Canadian, U.S. Greens warn against attack on Iran
OTTAWA (April 11, 2007) — At the initiative of the Leader of the Green Party of Canada, Elizabeth May, the Canadian and U.S. Green Parties are jointly calling for a comprehensive and open dialogue to stop the escalation of tension in the Persian Gulf.
The escalating tension, combined with suggestions the U.S. may have a war plan that includes targeting Iran ‘s nuclear facilities, led the Green Parties of the U.S. and Canada to state today that nuclear facilities should never be targeted for deliberate attack.
“There can be no justification for attacking nuclear facilities,” said Janina Komaroff, Green Party of Canada critic for International Cooperation. “Such an attack would have only one outcome – disaster.”
Citing the potentially catastrophic environmental and health consequences of such attacks, the Greens jointly called upon all parties in the current stand off to refrain from war and to enter into meaningful negotiations. The Canadian and U.S. Green Parties are collaborating with Green Parties in Europe on this issue.
“Western governments know the dangers of attacks on nuclear facilities.
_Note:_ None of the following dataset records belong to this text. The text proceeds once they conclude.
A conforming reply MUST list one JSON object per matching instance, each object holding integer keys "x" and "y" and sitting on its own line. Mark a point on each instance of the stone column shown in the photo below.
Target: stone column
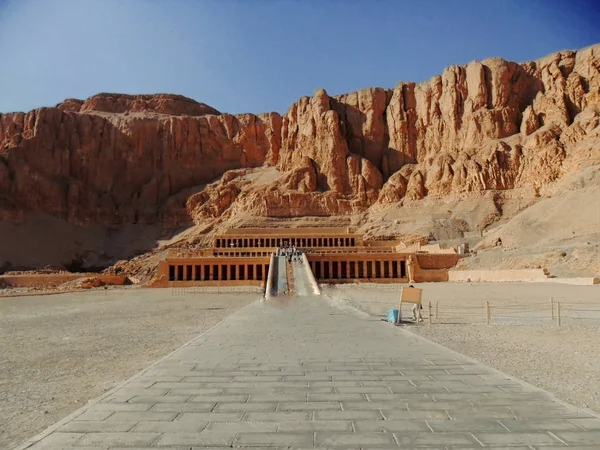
{"x": 410, "y": 268}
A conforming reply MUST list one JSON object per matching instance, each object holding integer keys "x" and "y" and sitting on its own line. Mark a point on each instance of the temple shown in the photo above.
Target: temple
{"x": 244, "y": 257}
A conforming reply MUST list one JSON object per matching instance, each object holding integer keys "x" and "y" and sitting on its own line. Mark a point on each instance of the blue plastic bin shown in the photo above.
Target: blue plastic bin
{"x": 393, "y": 315}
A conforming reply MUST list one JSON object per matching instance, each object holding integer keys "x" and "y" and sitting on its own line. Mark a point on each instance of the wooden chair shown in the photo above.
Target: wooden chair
{"x": 413, "y": 296}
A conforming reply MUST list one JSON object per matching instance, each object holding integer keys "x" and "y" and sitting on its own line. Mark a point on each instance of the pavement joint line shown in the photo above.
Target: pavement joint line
{"x": 499, "y": 372}
{"x": 475, "y": 437}
{"x": 557, "y": 438}
{"x": 52, "y": 428}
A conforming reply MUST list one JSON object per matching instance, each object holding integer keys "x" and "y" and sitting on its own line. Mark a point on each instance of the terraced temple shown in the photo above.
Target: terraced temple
{"x": 245, "y": 257}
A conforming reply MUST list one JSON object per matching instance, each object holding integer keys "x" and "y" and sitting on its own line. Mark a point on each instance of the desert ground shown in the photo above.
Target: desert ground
{"x": 522, "y": 339}
{"x": 59, "y": 351}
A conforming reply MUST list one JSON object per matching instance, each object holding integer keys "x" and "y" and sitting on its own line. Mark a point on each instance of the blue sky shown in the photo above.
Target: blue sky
{"x": 262, "y": 55}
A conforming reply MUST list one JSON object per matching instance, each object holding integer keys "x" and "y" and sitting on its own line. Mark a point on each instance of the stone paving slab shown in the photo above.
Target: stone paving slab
{"x": 312, "y": 374}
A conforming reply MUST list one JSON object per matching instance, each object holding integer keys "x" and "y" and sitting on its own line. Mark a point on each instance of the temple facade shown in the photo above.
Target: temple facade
{"x": 243, "y": 257}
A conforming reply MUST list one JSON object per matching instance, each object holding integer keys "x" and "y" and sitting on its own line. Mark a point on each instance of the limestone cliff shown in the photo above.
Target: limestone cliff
{"x": 489, "y": 126}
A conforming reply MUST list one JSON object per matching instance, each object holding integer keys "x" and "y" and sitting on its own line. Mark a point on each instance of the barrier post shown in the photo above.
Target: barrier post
{"x": 429, "y": 304}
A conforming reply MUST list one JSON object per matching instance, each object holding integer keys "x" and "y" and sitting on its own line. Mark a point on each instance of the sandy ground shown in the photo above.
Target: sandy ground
{"x": 59, "y": 351}
{"x": 522, "y": 339}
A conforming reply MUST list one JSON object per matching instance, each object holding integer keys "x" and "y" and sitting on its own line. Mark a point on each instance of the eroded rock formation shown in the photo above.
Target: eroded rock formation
{"x": 489, "y": 125}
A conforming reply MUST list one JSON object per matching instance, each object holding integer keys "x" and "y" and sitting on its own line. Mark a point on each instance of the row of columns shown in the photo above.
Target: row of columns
{"x": 280, "y": 242}
{"x": 243, "y": 254}
{"x": 217, "y": 272}
{"x": 327, "y": 270}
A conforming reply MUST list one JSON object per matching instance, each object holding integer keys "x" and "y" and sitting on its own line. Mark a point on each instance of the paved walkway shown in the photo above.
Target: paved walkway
{"x": 299, "y": 373}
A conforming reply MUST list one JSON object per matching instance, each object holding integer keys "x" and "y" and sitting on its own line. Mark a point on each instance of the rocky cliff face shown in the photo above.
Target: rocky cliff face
{"x": 490, "y": 125}
{"x": 104, "y": 163}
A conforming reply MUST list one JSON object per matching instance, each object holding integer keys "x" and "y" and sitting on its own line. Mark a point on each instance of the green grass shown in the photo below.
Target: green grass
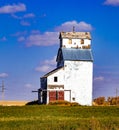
{"x": 43, "y": 117}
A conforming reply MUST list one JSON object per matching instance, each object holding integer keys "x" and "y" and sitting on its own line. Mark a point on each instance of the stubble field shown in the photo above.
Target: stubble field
{"x": 48, "y": 117}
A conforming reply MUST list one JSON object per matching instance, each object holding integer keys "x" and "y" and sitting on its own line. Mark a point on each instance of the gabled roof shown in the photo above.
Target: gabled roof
{"x": 52, "y": 72}
{"x": 71, "y": 35}
{"x": 76, "y": 54}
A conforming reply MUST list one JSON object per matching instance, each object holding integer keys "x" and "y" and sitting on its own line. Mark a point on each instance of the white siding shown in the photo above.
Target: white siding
{"x": 59, "y": 74}
{"x": 78, "y": 78}
{"x": 75, "y": 43}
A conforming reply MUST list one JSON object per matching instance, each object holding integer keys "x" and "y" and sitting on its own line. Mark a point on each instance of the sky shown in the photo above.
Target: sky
{"x": 29, "y": 41}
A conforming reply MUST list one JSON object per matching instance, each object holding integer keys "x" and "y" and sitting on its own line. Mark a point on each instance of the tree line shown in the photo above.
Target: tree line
{"x": 109, "y": 101}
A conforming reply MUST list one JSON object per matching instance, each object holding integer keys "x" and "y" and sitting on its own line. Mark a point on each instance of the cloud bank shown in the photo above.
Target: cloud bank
{"x": 51, "y": 38}
{"x": 3, "y": 75}
{"x": 112, "y": 2}
{"x": 9, "y": 9}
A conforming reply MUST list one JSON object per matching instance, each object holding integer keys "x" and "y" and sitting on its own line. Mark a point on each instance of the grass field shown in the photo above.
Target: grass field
{"x": 44, "y": 117}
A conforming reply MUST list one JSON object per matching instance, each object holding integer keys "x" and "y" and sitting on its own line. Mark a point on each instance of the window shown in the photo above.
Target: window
{"x": 55, "y": 79}
{"x": 82, "y": 41}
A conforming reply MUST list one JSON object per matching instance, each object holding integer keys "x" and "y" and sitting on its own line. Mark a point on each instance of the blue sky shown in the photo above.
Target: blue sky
{"x": 29, "y": 42}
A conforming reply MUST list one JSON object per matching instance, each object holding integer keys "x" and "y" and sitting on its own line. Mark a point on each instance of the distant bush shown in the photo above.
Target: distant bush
{"x": 63, "y": 103}
{"x": 99, "y": 101}
{"x": 32, "y": 103}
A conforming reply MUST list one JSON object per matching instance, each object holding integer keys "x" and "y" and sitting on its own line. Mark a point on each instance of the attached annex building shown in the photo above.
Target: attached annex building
{"x": 73, "y": 77}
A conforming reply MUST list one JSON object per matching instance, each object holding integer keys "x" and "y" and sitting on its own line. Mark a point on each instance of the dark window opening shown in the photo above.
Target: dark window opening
{"x": 82, "y": 41}
{"x": 55, "y": 79}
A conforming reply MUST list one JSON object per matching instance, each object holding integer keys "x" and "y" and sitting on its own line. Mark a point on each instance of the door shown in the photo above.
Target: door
{"x": 56, "y": 95}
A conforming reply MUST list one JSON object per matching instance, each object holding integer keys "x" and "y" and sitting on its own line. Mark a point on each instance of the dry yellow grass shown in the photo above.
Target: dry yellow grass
{"x": 13, "y": 103}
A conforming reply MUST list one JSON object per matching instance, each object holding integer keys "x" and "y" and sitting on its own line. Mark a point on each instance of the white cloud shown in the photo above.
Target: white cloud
{"x": 46, "y": 65}
{"x": 3, "y": 75}
{"x": 100, "y": 78}
{"x": 68, "y": 26}
{"x": 24, "y": 23}
{"x": 9, "y": 9}
{"x": 112, "y": 2}
{"x": 23, "y": 33}
{"x": 52, "y": 38}
{"x": 46, "y": 39}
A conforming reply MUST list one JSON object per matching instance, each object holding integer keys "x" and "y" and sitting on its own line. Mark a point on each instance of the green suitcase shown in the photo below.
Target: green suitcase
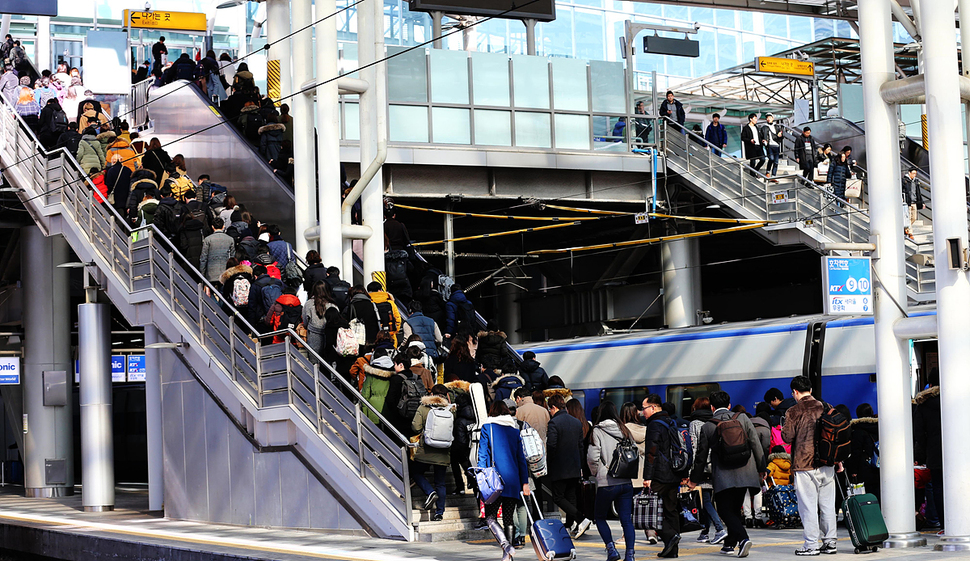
{"x": 864, "y": 520}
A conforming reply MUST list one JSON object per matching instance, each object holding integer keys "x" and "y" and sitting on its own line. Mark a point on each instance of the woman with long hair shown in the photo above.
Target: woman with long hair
{"x": 501, "y": 447}
{"x": 606, "y": 435}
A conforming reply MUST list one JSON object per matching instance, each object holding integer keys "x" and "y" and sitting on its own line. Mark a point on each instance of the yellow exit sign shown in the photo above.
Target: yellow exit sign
{"x": 157, "y": 19}
{"x": 789, "y": 66}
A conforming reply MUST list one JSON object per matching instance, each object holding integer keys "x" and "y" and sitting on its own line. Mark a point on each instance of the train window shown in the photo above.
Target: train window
{"x": 619, "y": 396}
{"x": 683, "y": 396}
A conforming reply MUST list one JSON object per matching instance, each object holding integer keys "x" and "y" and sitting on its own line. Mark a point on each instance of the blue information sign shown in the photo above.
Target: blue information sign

The vulnerability of their own nuclear facilities to terrorist attacks has been an ongoing concern since 9/11,” said Julia Willebrand, Co-Chair of the International Committee of the Green Party of the U.S. “The idea that any western country would engage in or support such attacks on the facilities of another nation should be unthinkable.”
Global double standards are the crux of the current crisis over Iran’s uranium reprocessing. While the nuclear weapons states have failed to live up to their commitment made under the Non-Proliferation Treaty of 1970 to dismantle their own nuclear weapons, they have selectively allowed some states like Israel, India and Pakistan to develop nuclear weapons, while threatening and/or bombing countries like Iraq and Iran. Clearly, as this crisis demonstrates, the status quo is not working and is not providing security and stability in the Middle East or the world.
While the situation in the Middle East is complex and involves many issues beyond the current nuclear crisis, a de-escalation of the current nuclear crisis is essential to addressing these complex problems. It is time to end the threats and the war games and to enter into a meaningful dialogue that addresses the issues and concerns of all parties involved.